Decline in neurophysiological function after 7 years in an adolescent diabetic cohort and the role of aldose reductase gene polymorphisms.

OBJECTIVE

This 7-year longitudinal study examines the potential impact of aldose reductase gene (AKR1B1) polymorphisms on the decline of nerve function in an adolescent diabetic cohort.

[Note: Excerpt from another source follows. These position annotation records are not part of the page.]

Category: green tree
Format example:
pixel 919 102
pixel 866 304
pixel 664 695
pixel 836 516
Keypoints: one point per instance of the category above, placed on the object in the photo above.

RESEARCH DESIGN AND METHODS

Patients with type 1 diabetes (n = 262) were assessed with three cardiovascular autonomic tests (heart rate variation during deep breathing, Valsalva maneuver, and during standing from a lying position) and pupillometry (resting pupil diameter, constriction velocity, and reflex amplitude), thermal, and vibration thresholds on the foot. Genotyping was performed for promoters (C-106T and C-12G), (CA)(n) dinucleotide repeats, and intragenic BamH1 polymorphism.

RESULTS

Median time between first and last assessment was 7.0 years (interquartile range 5.1-11.1), with a median of five assessments (four to seven) per individual. At first assessment, median age was 12.7 years (11.7-13.9), median duration was 5.3 years (3.4-8.0), and median HbA(1c) was 8.5% (7.8-9.3). All tests declined over time except for two cardiovascular autonomic tests and vibration discrimination. Faster decline in maximum constriction velocity was found to associate with the Z-2 allele (P = 0.045), Z-2/Z-2 (P = 0.026). Slower decline in hot thermal threshold discrimination associated with Z+2 (P = 0.044), Z+2/Z+2 (P < 0.0005), Z+2/T (P = 0.038), and bb (P = 0.0001).

CONCLUSIONS

Most autonomic and quantitative sensory nerve testings declined over time. AKR1B1 polymorphisms were strongly associated with the rate of decline of these complications.